The Statutory Pathway
Washington's own statute book provides the redress mechanism. Two provisions, in combination, change the calculus.
RCW 79.10.120 — the Multiple-Use Compensation statute — is explicit. When trust lands are utilized for non-monetary public benefits such as carbon sequestration or ecological legacy stand preservation, trust beneficiaries must be compensated at fair market value. This is not an invitation to negotiate. It is a standing rule of decision.
SB 5994, enacted via Emergency Clause on March 16, 2026, is the operational lever. It requires the State Treasurer to distribute timber tax funds to school districts operating under binding conditions, calculating the distribution based on the district's highest historical rate from the previous two years.
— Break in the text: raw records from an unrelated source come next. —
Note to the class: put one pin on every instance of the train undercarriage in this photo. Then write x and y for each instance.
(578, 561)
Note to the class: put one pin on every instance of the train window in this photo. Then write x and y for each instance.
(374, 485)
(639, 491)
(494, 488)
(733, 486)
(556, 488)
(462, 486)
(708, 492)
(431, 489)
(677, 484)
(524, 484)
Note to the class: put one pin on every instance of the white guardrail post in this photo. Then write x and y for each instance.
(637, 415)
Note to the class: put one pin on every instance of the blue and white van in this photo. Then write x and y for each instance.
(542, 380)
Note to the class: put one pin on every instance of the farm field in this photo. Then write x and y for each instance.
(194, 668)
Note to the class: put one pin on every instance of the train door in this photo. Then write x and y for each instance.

The statute uses the term "shall." There is no administrative leeway. Once Mount Baker certifies that its deficit is directly linked to the harvest halts on trust assets in its service area, the Treasurer is legally obligated to backfill that shortfall from the State General Fund.
The Brief, in One Sentence
Mount Baker SD is owed $1,010,000 it has not received, because the state has chosen to use trust assets for purposes other than the trust's purpose, and the state's own statute book already specifies who pays for that choice and how. The redress is not novel. It is non-discretionary. The remaining work is to put the certification on the desk and require the answer.